In December 2008, Osteotech temporarily suspended the distribution of tissue grafts processed from allograft tissue recovered by its Bulgarian operations as a result of deficiencies identified during an inspection by the French regulatory agency Afssaps. Pursuant to a notice from Afssaps, Osteotech recalled 37 tissue grafts previously distributed in France that were processed from tissue recovered in Bulgaria.

In October 2008, Osteotech received FDA clearance for its next generation grafting material, MagniFuse Bone Graft. MagniFuse will provide a range of market opportunities with products specifically designed for use in posterolateral spine, deformity and minimally invasive procedures.

In May 2008, Osteotech announced its Plexur(R) Technology was to be used in the Craniofacial Reconstruction Program Funded by the Armed Forces Institute of Regenerative Medicine.

In April 2008, Osteotech received FDA clearance to market its Plexur P(R) Biocomposite in spinal applications. Plexur P is a porous, resilient scaffold which allows for the rapid absorption and retention of cells to facilitate bone growth.
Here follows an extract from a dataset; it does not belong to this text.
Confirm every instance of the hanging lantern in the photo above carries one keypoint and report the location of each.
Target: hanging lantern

In March and July 2008, Osteotech received FDA clearances for its Plexur M(TM) Biocomposite for application in the pelvis, extremities and spine. Plexur M is a uniquely moldable, settable biomaterial, which when heated gives surgeons the ability to contour the product into almost any shape.

Corporate

In January 2009, Osteotech expanded its senior management team with two new executives, Michael P. McCarthy to spearhead sales force strategies and Robert C. Cohen to focus on therapy-based solutions for the company’s proprietary biologics.

In December 2008, Osteotech established a stock repurchase program. The management team and board of directors believe that shares of the company’s common stock are undervalued and that a share repurchase program has the potential to enhance the long-term value of the company.

During 2008, Osteotech invested $7.3 million to solidify its tissue supply position and expanded certain of its tissue supply arrangements.

Financial Results

Revenue for the fourth quarter ended December 31, 2008 was $24.6 million against $26.9 million for the three months ended December 31, 2007. The decline in fourth quarter 2008 revenue against 2007 was primarily driven by the expected reduction in private label Demineralized Bone Matrix (DBM) revenue of $2.6 million. Revenue for the full year was negatively impacted by the 62% reduction in private label DBM revenue, which was partially offset by the 15% growth achieved in the company’s international business and 2% growth in its domestic business.

Net loss for the fourth quarter ended December 31, 2008 was $409,000, or a net loss of $0.02 per diluted share, against net income of $806,000, or $0.04 diluted earnings per share, for the fourth quarter of 2007. Net income in 2008 included a gain of $1.0 million associated with the settlement of certain litigation, while net income for 2007 was negatively impacted by costs of $1.0 million related to the settlement of certain litigation.

“Looking ahead, we expect 2009 to be an exciting year that will include the re-launch of Plexur P and the anticipated launches of MagniFuse, Plexur M and DuraTech,” continued Owusu-Akyaw. “In addition, we expect our access-based agency sales teams to continue to develop and to successfully bring our new procedure-driven products to market. Three years ago we began developing our proprietary, high-technology product roadmap and by the fourth quarter of 2009, we expect to see tangible results stemming from the successful execution of our growth strategy. As a result, we believe we will be well positioned for long-term, profitable revenue growth in 2010 and well into the future.”